IRN Humanités médicales : un réseau international de recherche en SHS
Lancé pour quatre ans en 2019 et porté par l’unité mixte de recherche Théorie et histoire des arts et des littératures de la modernité (THALIM, UMR7172, CNRS / Université Sorbonne nouvelle), l’IRN Humanités médicales est un réseau international de recherche (International Research Network) de l’InSHS structuré autour de douze partenaires nationaux et internationaux
Genèse
Le réseau est né d’une volonté de mener des réflexions partagées autour des multiples approches et courants de pensée qui structurent les humanités médicales depuis leur apparition comme champ interdisciplinaire. L’enjeu des humanités médicales est de mettre l’expérience du patient au centre du questionnement sur la pratique médicale, en réponse à une certaine forme de « déshumanisation » de la médecine. Cerner les frontières aussi bien externes qu’internes du champ des humanités médicales ainsi que mener une réflexion sur son histoire et à la façon dont il s’est constitué de part et d’autre de l’Atlantique, avec les Medical humanities puis les Critical Medical Humanities, sont des enjeux qui sont à l’origine du réseau IRN « Humanités médicales ». Plusieurs approches, plusieurs traditions de pensée et de démarches disciplinaires sont impliquées dans le champ depuis ses origines dans les années 1970. Des programmes de recherche et de formation proposent actuellement, en France ou à l’étranger, des méthodologies différentes s’appuyant sur des modes d’accès distincts à la subjectivité du patient : par exemple, la médecine narrative et la mise en récit de l’expérience de la maladie, d’inspiration littéraire ; l’exploration du « monde silencieux » du patient par une réflexion éthique en situation menée par des philosophes ; enfin, une approche sociale associée à des protocoles expérimentaux est mise en place par des sociologues ou par des linguistes.
L’IRN Humanités médicales se propose de clarifier, avec l’ensemble des partenaires impliqués, les objectifs de ce courant de pensée, son périmètre disciplinaire, sans nécessairement prétendre à une approche unifiée des humanités médicales à l’échelle globale.
Objectifs
Les humanités médicales participent d’un mouvement — dans le champ académique et au-delà — qui conduit à interroger les positions de chacun dans l’expérience de la maladie et du rapport à la santé. Elles entendent donc élargir le cadre d’analyse au-delà du seul point de vue médical sur le diagnostic et le pronostic. Plus largement, les humanités médicales questionnent la place de la médecine dans la société et les vies individuelles. L’IRN a constitué un cadre fécond — en temps de pandémie, qui plus est — pour préciser ces interrogations et en analyser la portée. Le réseau s’est assigné comme objectifs scientifiques deux thématiques principales : « Le patient, le cas, la personne, la cohorte – penser la complémentarité entre approche quantitative et approche qualitative » et « Porter la voix du patient – pratiques discursives, gestualités, pratiques sociales ».
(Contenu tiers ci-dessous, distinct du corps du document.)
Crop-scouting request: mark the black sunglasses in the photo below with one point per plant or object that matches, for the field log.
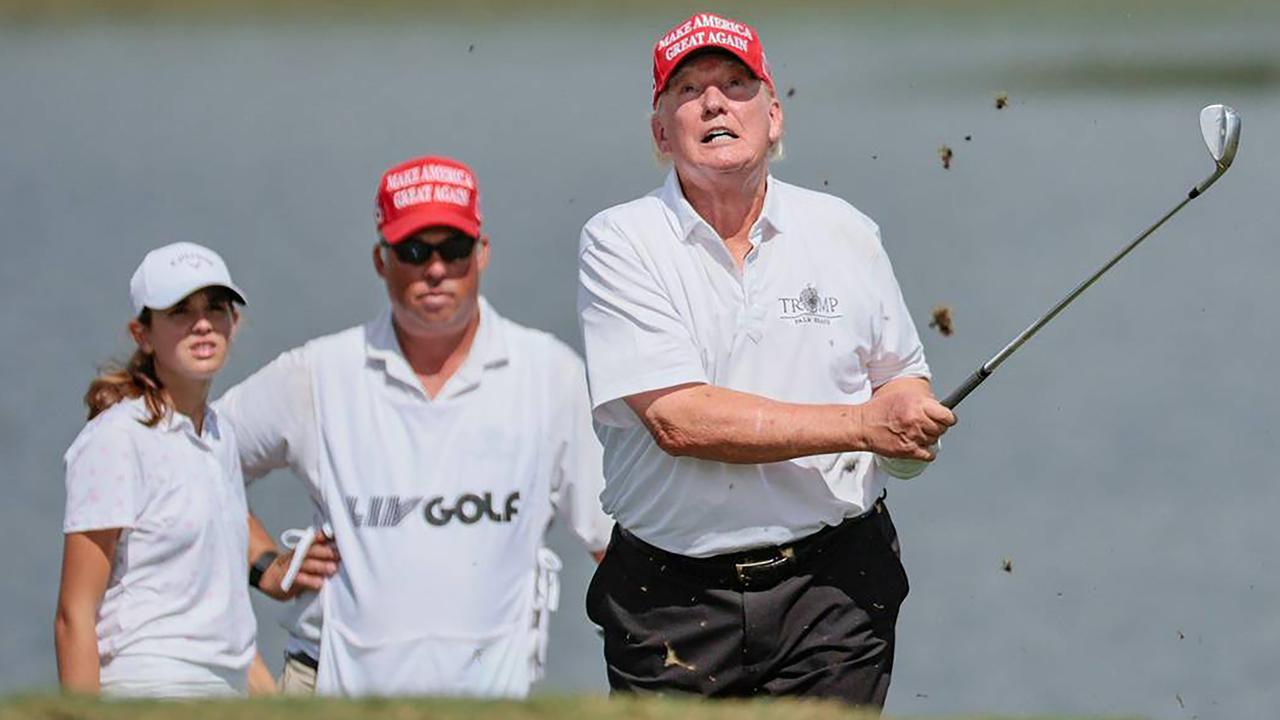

Les humanités médicales, en tâchant de faire entendre la voix du patient et l’expérience singulière de la maladie, sont confrontées à des défis de divers ordres. Le premier est de faire l’inventaire des ressources dont disposent les sciences sociales et humaines pour porter la voix de patients-malades qui ne sont parfois pas en mesure de s’exprimer. Le deuxième est celui de la possibilité ou non d’une expression univoque de cette ambition dans une perspective transnationale, marquée par différentes expériences de la santé et de la maladie, de fortes inégalités d’accès aux soins et des expériences historiques très diverses de l’émergence de cette voix du patient — et de sa revendication individuelle ou collective.
Actions et résultats
Depuis 2019, le réseau a organisé, autour de ces thématiques, plusieurs rencontres, en France, au Portugal et en Angleterre, qui ont permis l’émergence de prolongements scientifiques collectifs. Une rencontre franco-anglaise entre chercheurs et chercheuses, jeunes chercheurs et chercheuses, doctorant(e)s et post-doctorant(e)s s’est tenue en 2020 au King’s College de Londres et à la Maison française d’Oxford (MFO, USR3129, CNRS / MEAE / Université d’Oxford). Les interventions des participants venant des universités parisiennes, de King’s College, d’Oxford, de Durham et de l’université de Columbia ont notamment porté sur les sujets suivants : les limites du récit de la maladie, le cas et la personne, l’expérience vécue des maladies dites « imaginaires » (le syndrome de fatigue chronique), le récit des troubles psychologiques, la maladie et l’autofiction, la neurologie comme discipline maîtresse de la médecine d’aujourd’hui… Cette rencontre a donné lieu à la mise en place d’un réseau doctoral à échelle internationale. Les doctorant(e)s peuvent désormais y débattre, découvrir de nouveaux objets de recherche et s’entraider. Pour ce faire, ce réseau propose trois espaces sur son site web :
- Un blog : un espace libre qui leur permet non seulement de proposer des sujets de réflexion mais aussi de présenter des actualités liées à notre discipline (conférences, publications, etc.).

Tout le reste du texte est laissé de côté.